A fine meal by the water's edge, with snow-capped mountains in the distance and the promise of a long walk in the woods tomorrow. In Loch Lomond & The Trossachs National Park, you'll find wild scenery, thrilling history and superb local food and drink - all of which is easy to get to.
Sit yourself down on the bonnie, bonnie banks
At the heart of the park is Loch Lomond itself. You won't find a bigger loch or lake in the whole of Britain and you'll have a hard time finding a more beautiful one, too.
Take a cruise on the waters and admire the mighty bulk of Ben Lomond, Scotland's most southerly Munro, as well as the jagged shoulders of the Arrochar Alps.
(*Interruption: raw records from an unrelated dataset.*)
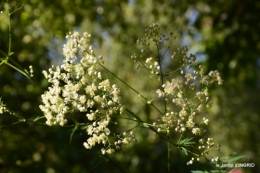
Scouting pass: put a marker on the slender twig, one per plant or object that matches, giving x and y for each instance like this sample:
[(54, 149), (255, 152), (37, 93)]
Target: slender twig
[(139, 94)]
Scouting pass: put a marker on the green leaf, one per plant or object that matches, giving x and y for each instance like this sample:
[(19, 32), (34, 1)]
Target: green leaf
[(186, 142), (73, 131), (84, 125), (235, 158), (184, 151)]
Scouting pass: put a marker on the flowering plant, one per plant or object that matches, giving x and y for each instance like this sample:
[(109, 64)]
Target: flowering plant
[(78, 89)]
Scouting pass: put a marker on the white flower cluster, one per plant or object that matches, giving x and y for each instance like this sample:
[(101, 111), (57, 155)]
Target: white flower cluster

You could maybe even visit one of the loch's 30 islands.
At the southern end of the water is Loch Lomond Shores, surely one of the most beautifully situated shopping destinations in Britain. You can browse famous Scottish brands, and pick up some fine local fare. Stop for a drink and decide what to do next - there's much more to the National Park than the loch!
Activities & Days Out in Loch Lomond
If you agree that there is nothing more pleasant than an afternoon on the water in a boat (or perhaps a kayak, canoe, jetski, cruiser - or even wind surfing) then Loch Lomond is the place for you. Every kind of watercraft and waterlover can be seen cruising about the waters. Keen anglers are in luck - there's plenty going on below the surface as well, as any fisherman will tell you.
Scotland's first National Park is packed with interesting corners for you to explore. Walk from the wide-open lush landscapes of the southern section to the sprawling glens and rocky peaks in the north and you'll see why geologists love this place so much. The fault line that divides the Highlands from the Lowlands runs right across the park, making this an endlessly varied part of the world - a rugged hill there, a wooded nook here.
Keen to pay the area a visit? Then why not find out more about Loch Lomond?
What exactly are the Trossachs?
It's okay to ask - 'Trossachs' is a unique word, for a unique place. It refers to the romantic area of sparkling lochs, crumpled hills, sleepy forests and welcoming villages east of Loch Lomond and west of Stirling. You might hear it called 'The Highlands in miniature' and that's a good description.
Sir Walter Scott later visited the area's wild little glens and was so enthralled that he wrote his epic poem The Lady of the Lake (1810) about a girl who lived here. This work was a phenomenon - it became the first international bestseller. The Trossachs became a haven for those seeking romantic beauty with Wordsworth, Coleridge and many famous artists also visiting the area.
The Steamship Sir Walter Scott is a world famous vessel that has captivated visitors across Loch Katrine, within the National Park, for almost a century, bringing you adventure, relaxation and history all in one unforgettable experience.